One of the country’s oldest soup kitchen charities has dismissed criticism and appointed new trustees as part of a major restructuring.
Cork Penny Dinners, which has links to Quaker-run soup kitchens dating from the Famine in the 1840s, also defended its decision to refuse access to about 10 people to its EGM in the city last night.
50 members attended the EGM in its premises at Little Hanover St but there were tense scenes outside when a doorman refused access to two former members, and a group of non members, who are understood to be unhappy with the way the charity is being run.
Penny Dinners committee chairman Jim Urquhart said most of the group outside were not entitled to attend the private EGM as they were not members. He said the two former members were later granted access.

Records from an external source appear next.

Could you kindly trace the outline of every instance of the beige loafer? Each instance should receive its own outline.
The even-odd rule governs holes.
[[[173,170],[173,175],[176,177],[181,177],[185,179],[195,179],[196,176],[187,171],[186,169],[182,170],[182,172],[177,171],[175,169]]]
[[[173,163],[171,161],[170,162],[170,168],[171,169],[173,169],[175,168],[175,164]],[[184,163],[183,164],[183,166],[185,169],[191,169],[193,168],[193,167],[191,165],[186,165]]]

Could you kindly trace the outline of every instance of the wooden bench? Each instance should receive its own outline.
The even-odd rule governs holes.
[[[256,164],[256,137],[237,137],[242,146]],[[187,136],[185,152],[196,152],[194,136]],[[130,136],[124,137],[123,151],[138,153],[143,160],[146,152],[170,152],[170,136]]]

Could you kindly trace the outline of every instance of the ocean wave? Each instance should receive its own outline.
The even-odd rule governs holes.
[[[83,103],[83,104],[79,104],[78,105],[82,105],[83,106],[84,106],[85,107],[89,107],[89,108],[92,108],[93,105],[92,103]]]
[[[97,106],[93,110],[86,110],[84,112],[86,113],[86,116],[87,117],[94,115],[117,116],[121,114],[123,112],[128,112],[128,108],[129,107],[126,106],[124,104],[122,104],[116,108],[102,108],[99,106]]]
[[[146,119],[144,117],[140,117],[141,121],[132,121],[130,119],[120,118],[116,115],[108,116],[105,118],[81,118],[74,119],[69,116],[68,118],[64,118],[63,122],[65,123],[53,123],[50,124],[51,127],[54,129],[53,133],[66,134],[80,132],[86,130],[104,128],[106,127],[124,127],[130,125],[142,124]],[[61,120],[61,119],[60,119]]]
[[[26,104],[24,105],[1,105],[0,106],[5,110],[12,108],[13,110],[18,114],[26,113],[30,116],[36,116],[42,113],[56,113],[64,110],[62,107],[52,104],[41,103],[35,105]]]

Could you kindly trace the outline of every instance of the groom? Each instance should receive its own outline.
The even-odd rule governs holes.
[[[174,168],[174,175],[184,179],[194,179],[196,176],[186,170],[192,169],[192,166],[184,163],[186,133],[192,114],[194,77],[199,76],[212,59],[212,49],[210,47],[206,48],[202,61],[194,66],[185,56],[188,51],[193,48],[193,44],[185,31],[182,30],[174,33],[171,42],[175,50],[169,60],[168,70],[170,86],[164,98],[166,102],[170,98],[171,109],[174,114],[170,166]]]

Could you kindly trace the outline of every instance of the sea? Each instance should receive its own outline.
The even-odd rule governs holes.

He also dismissed criticisms of charity’s financial structures which he said were investigated, and later “found to amount to nothing”. “There has never been any problem. There is a tremendous amount of integrity in this organisation.”
The meeting went passed a resolution accepting the retirement of trustees Jane Kidney, Fr Pat McCarthy of St Peter and Paul’s, and Bernard Uniake, and approving the appointment of Mr Urquhart, volunteer coordinator Catriona Twomey, Gary Heslin, Donella Casey, journalist Sarah Horgan and solicitor Gerald Kean as the new trustees. Solicitor David Donegan will be the charity’s new legal adviser.
“This is a new chapter for Penny Dinners,” said Mr Urquhart. “There is real potential for it to expand its services of feeding the hungry and homeless, while retaining its voluntary structure. It has functioned very successfully over the years, thanks to our donors and volunteers, and we are confident that will continue.
“But it needs a vision. We could do a lot more for the homeless.”
Cork Penny Dinners serves over 1,000 meals per week, compared to around 150 a week two years ago.